Hi True warrior, thanks for sharing your situation. So many members here will understand what you're going through, and how it can be confusing and difficult to know what is a wise path forward.
This part of your post stood out to me:
So after the letter and still my silence she wrote me a msg ( we may not speak again in physical but in spiritual you the one who loves me the most .the highest grade .you are a true warrior who protected her queen .you will always be remembered for what you have done for me and my children . Thank you ) .
And then she made her profile on insta private , deleted following and stayed silent .
I can see that she is a human too and have compassion. I heard from my sister there was a discussion about me and someone was saying something about me but she intervene and stop them and said . He is a good man , it's me and my shadows which played the role . On other occassion I heard she said I have a good heart .
But but but she has a new partner now . I havnt even solved the mystery yet , and was still hopefully. Wanted to send her a msg of acknowledgement for her efforts to write the letter , reaching out and i appreciate and want leave it to that msg and continue my journey .
And to be honest I love her . She is a very aware woman but it seems she herself is struggling with her own disorder , she had been honest .
The parts I highlighted above seem to tell this story:
(After the two of you were together for about 2 years, with ups and downs):
she writes to you that she thinks you two probably won't speak again physically
she says a gracious "thank you for everything and goodbye"

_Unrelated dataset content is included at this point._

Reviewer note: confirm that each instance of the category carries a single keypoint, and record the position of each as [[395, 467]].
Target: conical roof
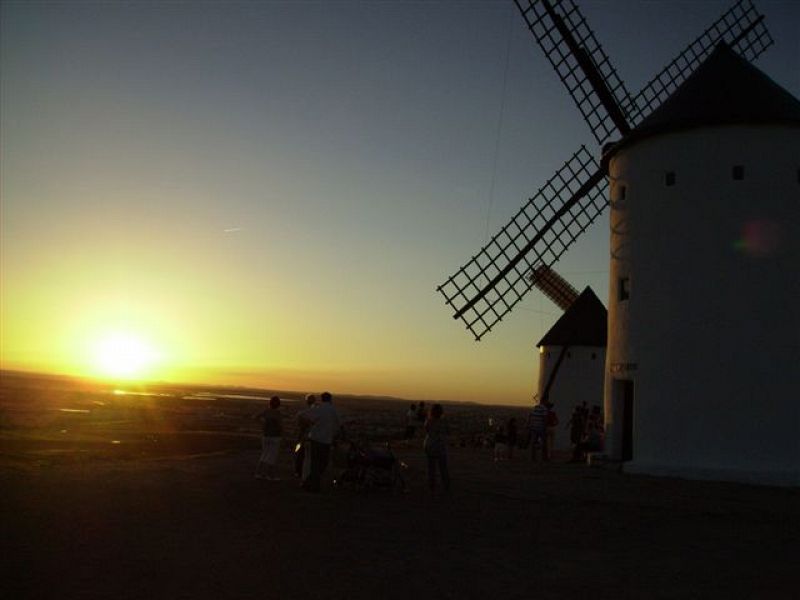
[[585, 323], [724, 90]]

she sets her social media to private and goes quiet
she has a new relationship
you are feeling a desire to reach out with your own message to her
To me, that story is certainly sad -- any time a relationship ends, it is a loss, and a real loss to grieve -- and it is, remarkably, one of the kindest, most obvious and clear-cut "ending" stories I've seen here.
It certainly makes sense to me that you loved her and still feel love for her. Based on her actions while breaking up, she seems to have kind qualities. Of course you cared for her, and appreciated those things about her. BPD relationships aren't all negative, for sure.
It does seem unambiguous to me, from this side of the computer screen, that she was pretty clear about being done and moving on.
I wonder if the best way to honor what the two of you had together, would be to respect her clear message, value it for the gift that it is, and honor her memory by "letting her" have the closing word?
Hard to say -- but my suspicion is that there is something you still want or need or feel like you want to hear or be acknowledged from her. If she's in a new relationship, old partners showing up with needs might not land very well. Not replying is sounding like the strong move right now, though if you did choose to send something, if you were asking me what to say, I'd probably suggest
very brief, and
very like her tone: "Thank you so much for your kind message and for all the good you brought to my life. I wish you all the best in you journey forward. Warmly, True warrior"
The feeling of wanting to solve the mystery is your feeling, not hers, to manage. It may be uncomfortable... but it's a path you can choose to set out on, on your own -- holding that kind "thank you and goodbye" in your heart, not needing her to do or be anything else for you, finding the closure and answers you seek, inside of yourself, where they probably are hidden.
Lots of stuff to think about... anything resonating with you?
Above all, I wonder if you can create time in your life to
grieve the ending of those dreams, and put them to rest. With kindness, and gratitude, and finality, and strength.